Voor de melkveehouders die de koeien laten scoren op Triple A hebben wij een uitgebreide stierenkaart waar de stieren op code zijn gerangschikt.
Download hier de complete lijst, klik hier
Beteknenis van de cijfers:
1 – Melktype
Laat u niet misleiden door het woord melktype, het is totaal wat anders dan “arm en scherp”. Een koe die de kenmerken van melktype heeft, laat o.a. de volgende kenmerken zien: een fijne nek, fijne huid, ondiepe voorhand, diepe, gewelfde ribben, brede heupen, een vol achteruier. In extreme gevallen kan de ruglijn opgebogen zijn en de vooruier bol. Zo’n koe geeft veel melk t.o.v. haar lichaamsgewicht. Code 1 kan zowel voorkomen bij koeien die daarnaast code 2 hebben (hoog en smal), maar ook bij koeien die daarnaast code 5 hebben (breed en plat).
4 – Kracht (het tegenovergestelde van code 1)
Grove kop, korte nek, diepe borst, korte ribben, weinig heup, weinig achteruier. Veel ontwikkeling als volwassen koe. Een dergelijke koe is erg gezond, maar geeft weinig melk t.o.v. haar lichaamsgewicht.
2 – Hoog
Koeien met de kenmerken van 2 hebben o.a. lange benen, een lange, smalle kop, weinig breedte in de voorhand, een hoge achteruier, lange spenen, korte vooruier, soepel uierweefsel.
5 – Breed (het tegenoverstelde van code 2)

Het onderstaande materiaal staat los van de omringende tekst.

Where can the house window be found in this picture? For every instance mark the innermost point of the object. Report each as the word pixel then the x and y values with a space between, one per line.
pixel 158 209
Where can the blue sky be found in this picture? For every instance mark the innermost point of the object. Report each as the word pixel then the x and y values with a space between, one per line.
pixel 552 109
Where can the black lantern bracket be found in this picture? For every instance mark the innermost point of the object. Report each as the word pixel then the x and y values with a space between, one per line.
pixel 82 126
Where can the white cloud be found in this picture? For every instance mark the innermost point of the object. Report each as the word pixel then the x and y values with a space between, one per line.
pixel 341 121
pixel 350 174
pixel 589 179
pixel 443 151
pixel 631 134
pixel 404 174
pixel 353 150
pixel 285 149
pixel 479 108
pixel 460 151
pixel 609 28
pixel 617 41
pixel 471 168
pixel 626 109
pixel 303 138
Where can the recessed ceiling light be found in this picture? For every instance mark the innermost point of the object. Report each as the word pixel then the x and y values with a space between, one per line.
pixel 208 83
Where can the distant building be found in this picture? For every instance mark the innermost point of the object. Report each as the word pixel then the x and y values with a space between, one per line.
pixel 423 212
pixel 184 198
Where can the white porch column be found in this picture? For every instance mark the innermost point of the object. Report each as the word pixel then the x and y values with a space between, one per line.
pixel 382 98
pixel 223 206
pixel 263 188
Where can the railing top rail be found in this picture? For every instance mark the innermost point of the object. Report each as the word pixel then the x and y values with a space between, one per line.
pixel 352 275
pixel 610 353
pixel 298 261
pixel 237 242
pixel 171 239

Brede kop, veel ruimte tussen de voorbenen, breed achteruier dat laag aangehecht kan zijn, lang vooruier, korte spenen. Goede ruwvoerverwerkers.
3 – Open
Bij 3 en 6 wordt naar het achterstel van de koe gekeken. Bij 3 vinden we brede kruizen, waardoor er veel ruimte is voor de uier en voor een kalf bij afkalven. Platte botten, open hak. De draaier is vaak niet centraal geplaatst, waardoor de zitbeenderen naar boven gedrukt kunnen worden en de koeien niet recht boven de klauwen staan, waardoor de druk niet gelijkmatig over de klauwen verdeeld wordt.
6 – Stijl
Lang kruis, draaier centraal geplaatst, ronde botten, hoge korte klauwen, gesloten hak. 6 geeft meer “bot” in de koe en zorgt ervoor dat de koeien recht boven de harde klauwen staan. Wel kunnen de kruizen vernauwend zijn, waardoor er minder ruimte is voor een uier (kan leiden tot smet tussen de benen of een wijde voorspeenplaatsing) of kalf met afkalven.